If you’re behind in saving for retirement, the option of investing your inheritance needs to be seriously considered. It’s hard to make up for lost time when your retirement savings have been insufficient, but a bump up from your inheritance can really help.
If your income is high and stable, you can invest some of your inheritance as well as pay down debts. The trick is to invest the right way.
4) Max out your RRSP
Find out how much RRSP contribution room you and your spouse have and start using it. Contribute a big chunk now, and then work with an accountant to determine when you should actually take the deduction to get the highest refund on your income tax. This will help save you from blowing your inheritance and ensure you’re set up for a peaceful and enjoyable retirement down the road.
5) Max out RESP contributions
Contribute to your kids’ education is a great option for your inheritance.

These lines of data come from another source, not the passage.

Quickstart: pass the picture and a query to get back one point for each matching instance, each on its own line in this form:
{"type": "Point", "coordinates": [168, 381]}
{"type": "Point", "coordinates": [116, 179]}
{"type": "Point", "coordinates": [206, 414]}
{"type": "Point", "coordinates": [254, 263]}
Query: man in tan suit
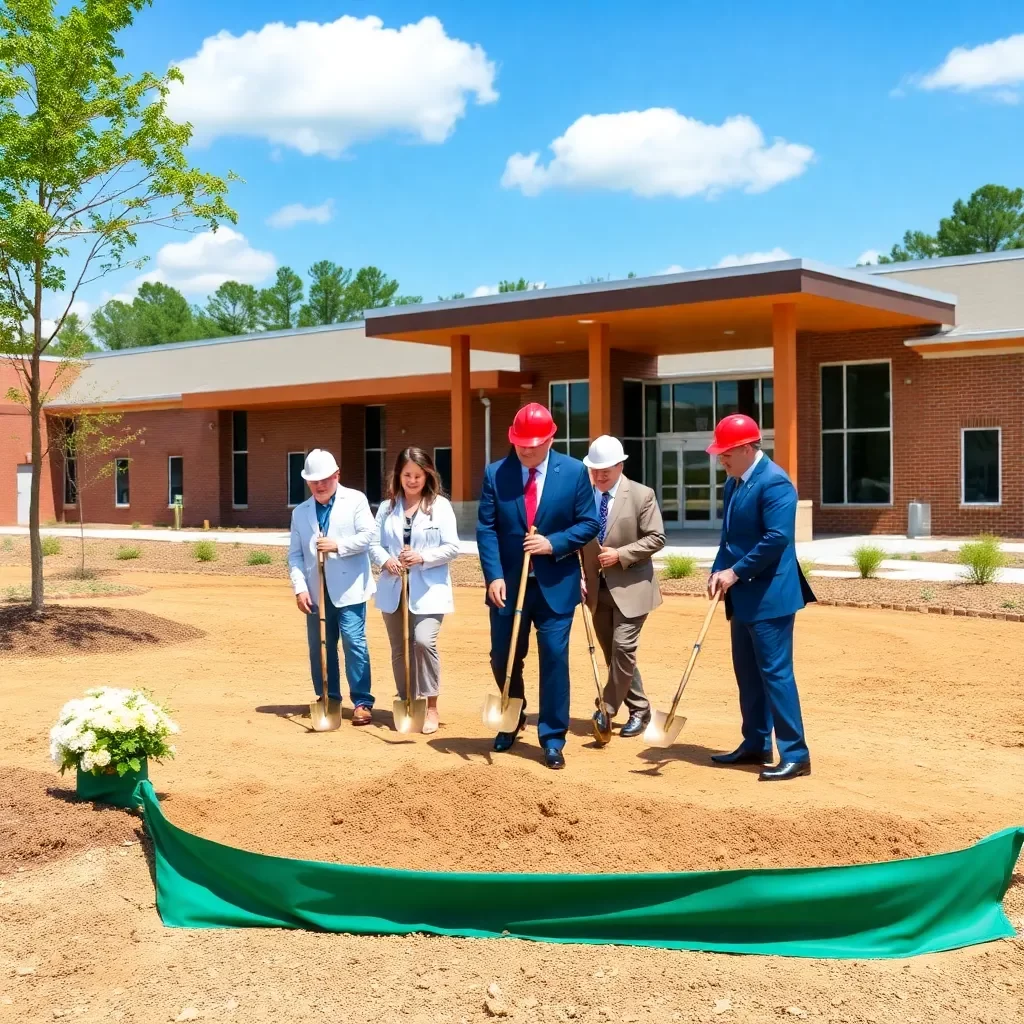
{"type": "Point", "coordinates": [622, 586]}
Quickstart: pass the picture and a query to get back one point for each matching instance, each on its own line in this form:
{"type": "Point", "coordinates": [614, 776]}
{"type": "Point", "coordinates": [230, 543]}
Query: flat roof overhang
{"type": "Point", "coordinates": [360, 391]}
{"type": "Point", "coordinates": [710, 310]}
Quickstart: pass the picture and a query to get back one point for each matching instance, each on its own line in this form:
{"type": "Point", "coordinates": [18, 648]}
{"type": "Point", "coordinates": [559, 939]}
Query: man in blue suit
{"type": "Point", "coordinates": [535, 486]}
{"type": "Point", "coordinates": [757, 571]}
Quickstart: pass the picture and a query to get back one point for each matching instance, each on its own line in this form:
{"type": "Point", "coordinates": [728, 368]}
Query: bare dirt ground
{"type": "Point", "coordinates": [916, 730]}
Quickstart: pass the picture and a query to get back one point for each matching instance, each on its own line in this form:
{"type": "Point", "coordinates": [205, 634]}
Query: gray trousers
{"type": "Point", "coordinates": [619, 638]}
{"type": "Point", "coordinates": [424, 665]}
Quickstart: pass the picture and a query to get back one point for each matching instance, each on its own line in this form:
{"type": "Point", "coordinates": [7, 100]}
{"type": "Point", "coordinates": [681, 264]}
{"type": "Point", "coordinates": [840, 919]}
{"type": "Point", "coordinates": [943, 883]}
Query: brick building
{"type": "Point", "coordinates": [875, 387]}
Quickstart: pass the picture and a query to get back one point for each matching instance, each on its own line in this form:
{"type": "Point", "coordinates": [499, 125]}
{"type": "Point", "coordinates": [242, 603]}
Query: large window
{"type": "Point", "coordinates": [856, 434]}
{"type": "Point", "coordinates": [121, 493]}
{"type": "Point", "coordinates": [442, 463]}
{"type": "Point", "coordinates": [175, 479]}
{"type": "Point", "coordinates": [298, 489]}
{"type": "Point", "coordinates": [980, 466]}
{"type": "Point", "coordinates": [569, 404]}
{"type": "Point", "coordinates": [376, 446]}
{"type": "Point", "coordinates": [240, 460]}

It will:
a) Set them up for success
b) Provide you with a guaranteed 20% return
Twenty per cent is the amount the government provides on your contributions. Odds are you haven’t maxed out the $2,500 per child per year. Now, you can open up a family RESP and figure out what amount to contribute that will work best with your inheritance and your family’s future.

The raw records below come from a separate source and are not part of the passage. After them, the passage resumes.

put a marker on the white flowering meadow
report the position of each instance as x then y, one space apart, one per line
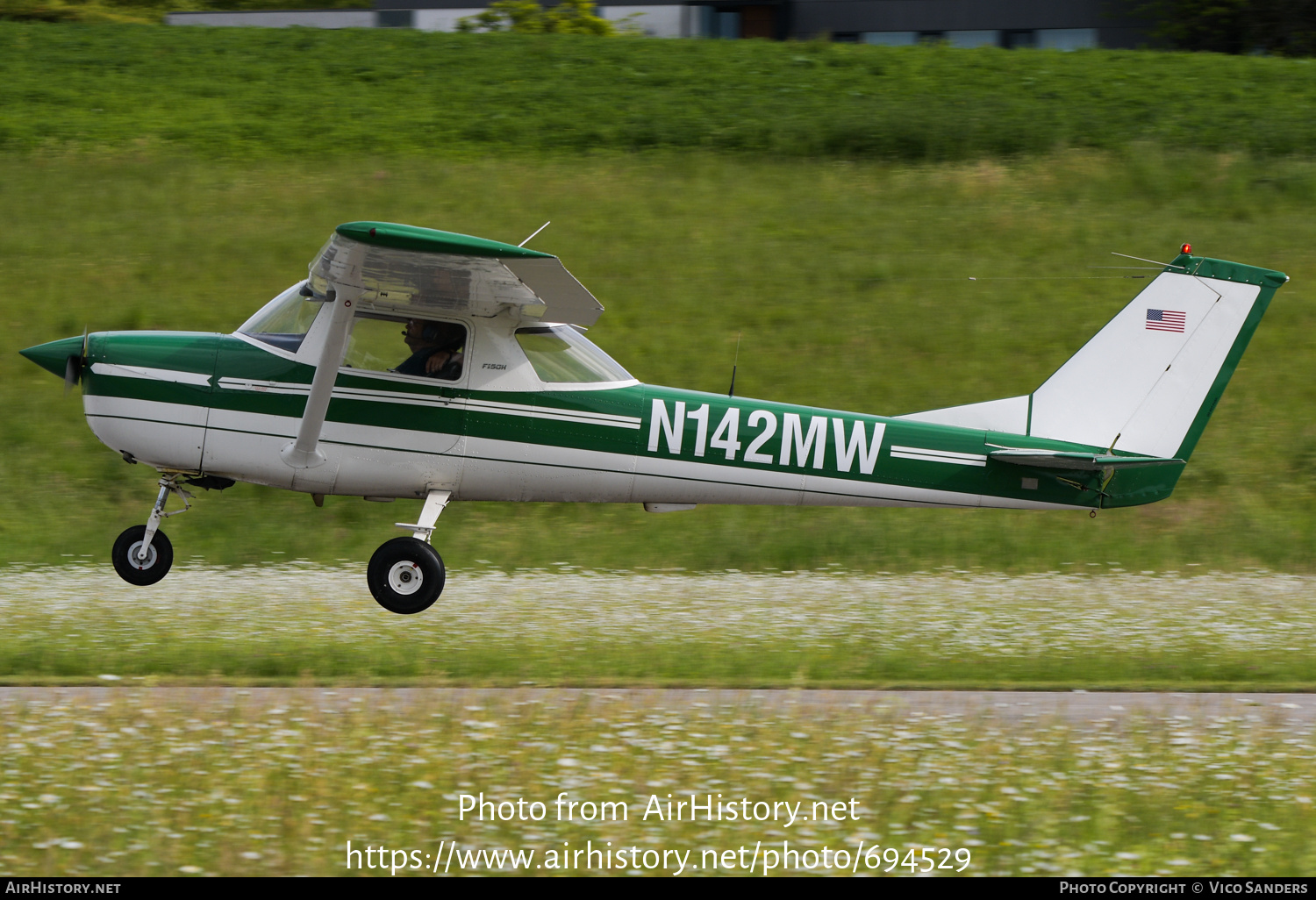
207 781
565 626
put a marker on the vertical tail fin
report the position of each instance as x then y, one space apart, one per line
1155 374
1149 381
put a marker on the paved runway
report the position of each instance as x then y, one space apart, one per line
1074 707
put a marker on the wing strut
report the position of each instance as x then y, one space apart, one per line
304 453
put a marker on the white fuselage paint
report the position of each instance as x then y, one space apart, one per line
370 461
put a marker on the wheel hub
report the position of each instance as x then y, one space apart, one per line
405 578
134 557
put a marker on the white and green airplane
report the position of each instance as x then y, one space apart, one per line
437 366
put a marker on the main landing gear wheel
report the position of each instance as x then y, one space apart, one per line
133 570
405 575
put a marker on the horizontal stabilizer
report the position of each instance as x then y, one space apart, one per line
1076 461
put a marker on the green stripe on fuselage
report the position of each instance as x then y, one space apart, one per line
928 458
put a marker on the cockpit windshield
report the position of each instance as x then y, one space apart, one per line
560 353
283 323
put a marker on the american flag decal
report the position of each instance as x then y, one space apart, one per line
1165 320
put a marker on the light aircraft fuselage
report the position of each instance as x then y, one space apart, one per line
426 365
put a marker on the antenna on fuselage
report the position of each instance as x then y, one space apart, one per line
732 392
536 232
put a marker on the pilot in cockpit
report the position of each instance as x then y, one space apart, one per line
436 349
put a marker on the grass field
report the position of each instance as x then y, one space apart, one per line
137 786
361 92
303 624
855 273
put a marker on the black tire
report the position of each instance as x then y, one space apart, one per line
157 563
405 575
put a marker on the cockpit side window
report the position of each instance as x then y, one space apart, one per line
560 353
283 323
407 346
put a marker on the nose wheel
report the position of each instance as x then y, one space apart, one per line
405 575
142 554
131 563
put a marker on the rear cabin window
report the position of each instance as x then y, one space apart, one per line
283 323
560 354
407 346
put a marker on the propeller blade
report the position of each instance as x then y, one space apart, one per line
73 373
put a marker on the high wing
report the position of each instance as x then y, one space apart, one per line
421 270
1076 461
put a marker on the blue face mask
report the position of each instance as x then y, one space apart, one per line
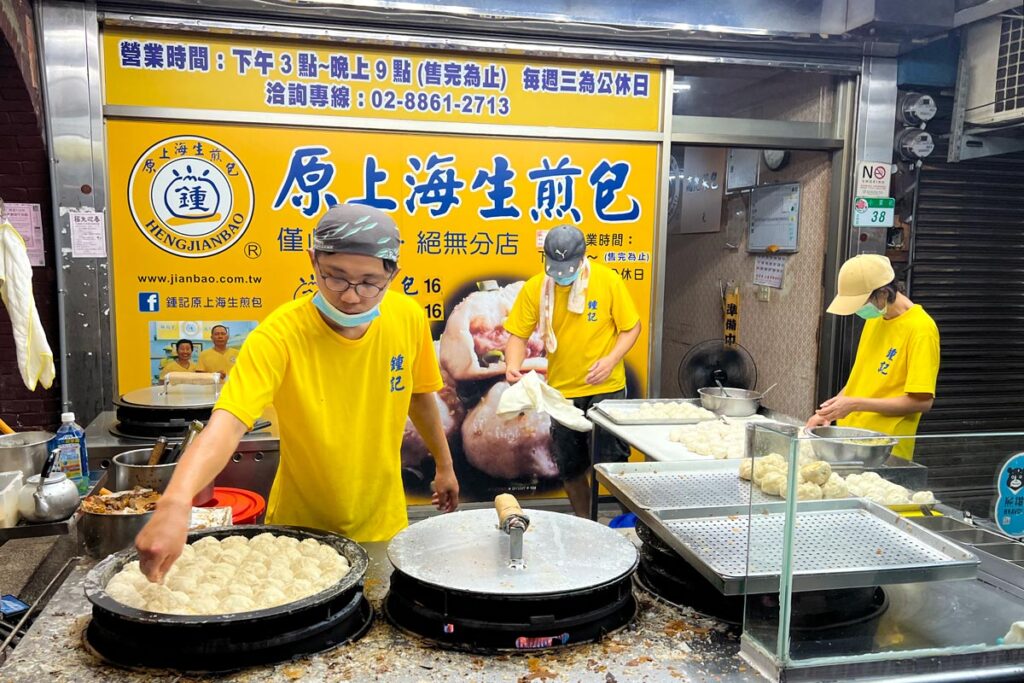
345 319
869 311
567 280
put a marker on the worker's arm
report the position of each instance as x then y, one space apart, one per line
816 420
427 420
842 406
161 540
515 353
602 367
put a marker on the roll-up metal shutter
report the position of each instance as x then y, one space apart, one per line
968 272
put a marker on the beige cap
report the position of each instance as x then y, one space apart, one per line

6) Set up an emergency fund
Buy yourself some peace of mind by setting aside the equivalent of about six month’s income for your new emergency fund. Put it away in a TFSA for things in life that you can’t plan for, like job loss or a health issue. You’ll feel more confident and peaceful knowing you’re financially protected for whatever life brings your way.
Using your inheritance to help others can make great sense if your retirement savings and debt are both in decent shape. Giving to charity also comes with some tax breaks, so you’ll get back some of those gifts in tax savings.
8) Treat Yourself
Remember all those things you wanted to, but couldn’t do before? You can do some of them now! We’re not going to tell you not to have any fun with your inheritance. If your debt is under control, your retirement savings are decent, and you’ve got sufficient and stable income, then there’s nothing wrong with spending some of that inheritance. For example, those home renovations you’ve been wanting to do to your home isn’t a bad idea as it’s going to increase the value of your place.
Just be careful what you do with your new money. Money tends to be absorbed into a spending plan as easily as water in a desert, so be sure to set some limits and save!